Recycled content was required in building materials for LEED certification, and construction waste was reduced by 94 percent by sorting waste on site for recycling, recycling all steel and metal, and grinding the asphalt and concrete on the site and using it in the alleyways and to stabilize the soil. Natural light in the offices cuts down on the use of artificial light. The building was designed to be 52 percent more energy-efficient than traditional buildings of its kind, but according to Richardson, current building operations have found that tenants do not turn on overhead lighting fixtures during the day, so energy optimization rates may be even greater.
“One of the biggest challenges was simply that we were proposing to do things differently from how they were typically done,” says Richardson. “That requires a lot of education. There were lots of details to track—when we started this project, green building was in its infancy. There weren’t as many green materials available and there was a lot of concern that it would be wildly expensive just because it was green. We had to help people understand life-cycle cost analysis and that was a big job,” explains Richardson. “When you are doing something so new, it just takes awhile. I think that future green projects will be considerably faster.”

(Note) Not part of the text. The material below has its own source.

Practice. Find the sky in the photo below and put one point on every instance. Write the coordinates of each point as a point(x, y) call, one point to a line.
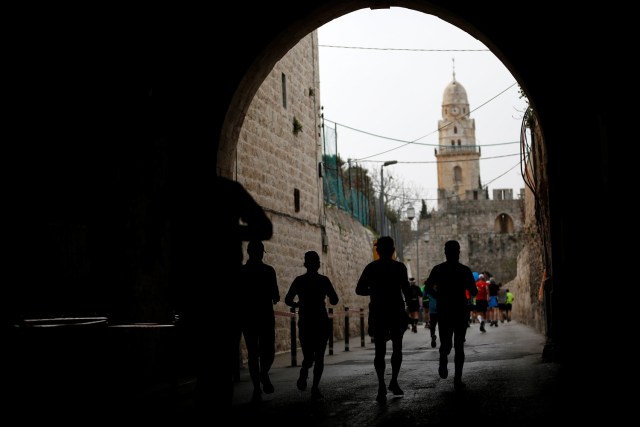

Although the project turned out to be considerably larger than first envisioned and faced numerous challenges from the site and the project’s green goals, Kane says the construction went remarkably smoothly. “I’m sure that was a testament to the team,” he says. “The client, the contractor, the metal fabricators, our partner architects at Otak—everyone was just incredible. I feel like we were really lucky that way.”
Lisa Anderson Mann writes about architecture and metal construction from Petaluma, Calif.